Under instructions from the Tings, the Rebels hounded my father with a wall-poster campaign. Apparently, the Tings had reported to Mme Mao the 'criminal words' my father had used at the denunciation meeting, in his conversation with them, and in his letter to Mao. According to the posters, Mme Mao had risen to her feet in indignation and said, "For the man who dares to attack the Great Leader so blatantly, imprisonment, even the death sentence, is too kind! He must be thoroughly punished before we have done with him!"

The terror such wall posters induced in me was immense. Mme Mao had denounced my father! This was surely the end for him. But, paradoxically, one of Mme Mao's evil traits was actually to help us: Mme Mao was more dedicated to her personal vendettas than to real issues, and because she did not know my father and had no personal grudge against him, she did not pursue him.

We were not to know this, however, and I tried to take comfort in the thought that her reported comment might only be a rumor. In theory, wall posters were unofficial, since they were written by the 'masses' and not part of the official media. But, deep down, I knew that what they said was tale.

With the Tings' venom and Mme Mao's condemnation, the Rebels' denunciation meetings became more brutal, even though my father was still allowed to live at home.

One day he came back with one of his eyes badly damaged.

Another day I saw him standing on a slow-moving truck, being paraded through the streets. A huge placard hung from a thin wire that was eating into his neck, and his arms were twisted ferociously behind his back. He was struggling to keep his head up under the forceful pushing of some Rebels. What made me saddest of all was that he appeared indifferent to his physical pain. In his insanity, his mind seemed to be detached from his body.
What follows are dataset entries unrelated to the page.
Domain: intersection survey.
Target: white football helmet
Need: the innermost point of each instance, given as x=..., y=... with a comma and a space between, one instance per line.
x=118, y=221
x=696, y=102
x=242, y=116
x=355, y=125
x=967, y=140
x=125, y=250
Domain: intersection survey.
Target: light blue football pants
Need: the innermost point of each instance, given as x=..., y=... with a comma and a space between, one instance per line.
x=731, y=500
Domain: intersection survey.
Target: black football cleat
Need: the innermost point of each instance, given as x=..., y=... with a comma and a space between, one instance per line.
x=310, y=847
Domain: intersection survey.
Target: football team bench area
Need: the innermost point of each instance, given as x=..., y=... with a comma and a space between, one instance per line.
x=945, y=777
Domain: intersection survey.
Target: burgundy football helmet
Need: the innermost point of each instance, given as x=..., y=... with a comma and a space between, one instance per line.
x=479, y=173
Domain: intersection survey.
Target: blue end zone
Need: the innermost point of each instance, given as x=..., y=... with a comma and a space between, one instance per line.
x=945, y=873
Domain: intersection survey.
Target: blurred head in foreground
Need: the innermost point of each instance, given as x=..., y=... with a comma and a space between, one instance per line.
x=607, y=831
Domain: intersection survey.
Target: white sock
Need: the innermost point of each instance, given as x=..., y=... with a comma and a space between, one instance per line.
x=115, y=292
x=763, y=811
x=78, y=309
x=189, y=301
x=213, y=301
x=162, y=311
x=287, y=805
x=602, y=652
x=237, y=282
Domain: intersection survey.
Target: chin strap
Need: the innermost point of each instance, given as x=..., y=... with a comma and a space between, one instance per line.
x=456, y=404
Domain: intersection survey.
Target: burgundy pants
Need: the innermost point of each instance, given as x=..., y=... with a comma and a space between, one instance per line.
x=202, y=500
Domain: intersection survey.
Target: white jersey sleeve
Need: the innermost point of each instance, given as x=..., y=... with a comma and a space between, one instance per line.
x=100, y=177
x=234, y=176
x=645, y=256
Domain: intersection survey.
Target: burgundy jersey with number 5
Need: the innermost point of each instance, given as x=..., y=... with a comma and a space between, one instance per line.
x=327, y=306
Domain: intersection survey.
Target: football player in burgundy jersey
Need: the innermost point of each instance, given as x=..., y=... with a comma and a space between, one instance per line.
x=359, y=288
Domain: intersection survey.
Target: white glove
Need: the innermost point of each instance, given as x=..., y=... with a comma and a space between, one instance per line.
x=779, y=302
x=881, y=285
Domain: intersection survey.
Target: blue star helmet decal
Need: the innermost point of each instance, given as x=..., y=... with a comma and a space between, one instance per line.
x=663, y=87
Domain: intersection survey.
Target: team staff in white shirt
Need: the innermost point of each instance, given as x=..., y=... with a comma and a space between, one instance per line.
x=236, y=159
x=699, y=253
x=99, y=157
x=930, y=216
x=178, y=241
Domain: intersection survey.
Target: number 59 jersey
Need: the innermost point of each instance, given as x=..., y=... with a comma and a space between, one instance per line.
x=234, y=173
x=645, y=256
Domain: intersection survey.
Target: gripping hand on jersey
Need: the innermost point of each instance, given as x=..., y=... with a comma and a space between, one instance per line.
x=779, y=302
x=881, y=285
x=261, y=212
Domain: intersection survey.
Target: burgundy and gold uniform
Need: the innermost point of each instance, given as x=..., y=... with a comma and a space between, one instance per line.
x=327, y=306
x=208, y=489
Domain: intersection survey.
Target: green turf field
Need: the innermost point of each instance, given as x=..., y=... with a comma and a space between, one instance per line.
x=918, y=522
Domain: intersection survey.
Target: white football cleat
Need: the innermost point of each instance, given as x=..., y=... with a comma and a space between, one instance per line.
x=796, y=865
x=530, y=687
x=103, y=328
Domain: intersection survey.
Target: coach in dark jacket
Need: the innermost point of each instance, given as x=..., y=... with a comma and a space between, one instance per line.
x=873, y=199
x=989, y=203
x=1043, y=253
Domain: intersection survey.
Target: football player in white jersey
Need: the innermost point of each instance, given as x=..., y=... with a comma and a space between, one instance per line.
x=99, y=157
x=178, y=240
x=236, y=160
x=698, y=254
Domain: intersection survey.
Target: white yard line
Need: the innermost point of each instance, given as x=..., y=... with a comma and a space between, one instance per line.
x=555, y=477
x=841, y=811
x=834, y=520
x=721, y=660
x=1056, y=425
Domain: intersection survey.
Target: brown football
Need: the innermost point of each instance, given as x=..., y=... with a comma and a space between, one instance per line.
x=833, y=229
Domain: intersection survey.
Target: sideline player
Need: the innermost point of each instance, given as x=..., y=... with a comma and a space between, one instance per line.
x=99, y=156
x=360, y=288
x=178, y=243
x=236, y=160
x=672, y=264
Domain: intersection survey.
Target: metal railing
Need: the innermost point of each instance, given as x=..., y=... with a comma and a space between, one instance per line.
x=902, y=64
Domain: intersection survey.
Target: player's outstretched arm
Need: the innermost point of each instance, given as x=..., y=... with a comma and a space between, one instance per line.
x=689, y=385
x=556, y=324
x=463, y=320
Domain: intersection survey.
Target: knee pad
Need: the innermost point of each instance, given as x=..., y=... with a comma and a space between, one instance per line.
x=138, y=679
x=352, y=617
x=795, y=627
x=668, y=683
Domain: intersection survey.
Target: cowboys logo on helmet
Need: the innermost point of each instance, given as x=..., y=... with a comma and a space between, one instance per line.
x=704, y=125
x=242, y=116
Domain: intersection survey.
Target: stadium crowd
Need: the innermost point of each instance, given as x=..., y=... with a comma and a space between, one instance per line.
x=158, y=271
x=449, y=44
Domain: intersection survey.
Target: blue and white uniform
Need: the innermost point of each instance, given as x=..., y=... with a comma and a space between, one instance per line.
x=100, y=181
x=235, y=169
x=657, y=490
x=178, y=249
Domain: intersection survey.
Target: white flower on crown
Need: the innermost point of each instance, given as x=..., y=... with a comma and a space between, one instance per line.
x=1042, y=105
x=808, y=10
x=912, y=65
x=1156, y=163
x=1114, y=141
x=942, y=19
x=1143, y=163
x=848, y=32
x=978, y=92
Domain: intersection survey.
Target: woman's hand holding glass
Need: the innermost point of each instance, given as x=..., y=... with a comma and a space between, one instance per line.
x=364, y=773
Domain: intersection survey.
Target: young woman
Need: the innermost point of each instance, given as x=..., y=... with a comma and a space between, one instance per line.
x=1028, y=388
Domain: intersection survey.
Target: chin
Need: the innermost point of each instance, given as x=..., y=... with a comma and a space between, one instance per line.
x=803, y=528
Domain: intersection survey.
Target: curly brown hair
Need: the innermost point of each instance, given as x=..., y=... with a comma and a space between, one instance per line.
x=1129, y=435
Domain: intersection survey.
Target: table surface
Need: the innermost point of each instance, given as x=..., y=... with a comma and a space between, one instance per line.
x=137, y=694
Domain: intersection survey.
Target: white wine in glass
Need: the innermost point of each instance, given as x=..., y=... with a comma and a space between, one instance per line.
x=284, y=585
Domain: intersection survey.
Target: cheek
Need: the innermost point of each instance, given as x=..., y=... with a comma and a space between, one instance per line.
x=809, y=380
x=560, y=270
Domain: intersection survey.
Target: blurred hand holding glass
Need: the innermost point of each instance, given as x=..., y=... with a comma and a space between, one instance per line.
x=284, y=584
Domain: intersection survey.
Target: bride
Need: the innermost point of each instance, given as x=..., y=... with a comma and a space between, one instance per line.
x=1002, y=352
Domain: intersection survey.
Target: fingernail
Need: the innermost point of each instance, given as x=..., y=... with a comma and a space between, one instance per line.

He tore to pieces any photographs in the family album which had the Tings in them. He burned his quilt covers and sheets, and much of the family's clothing. He broke the legs of chairs and tables and burned them, too.

One afternoon my mother was having a rest on their bed and Father was reclining on his favorite bamboo armchair in his study, when he suddenly jumped up and stamped into the bedroom. We heard the banging and dashed after him and found him gripping my mother's neck. We screamed and tried to pull him away. It looked as if my mother was going to be strangled. But then he let go with a jerk, and strode out of the room.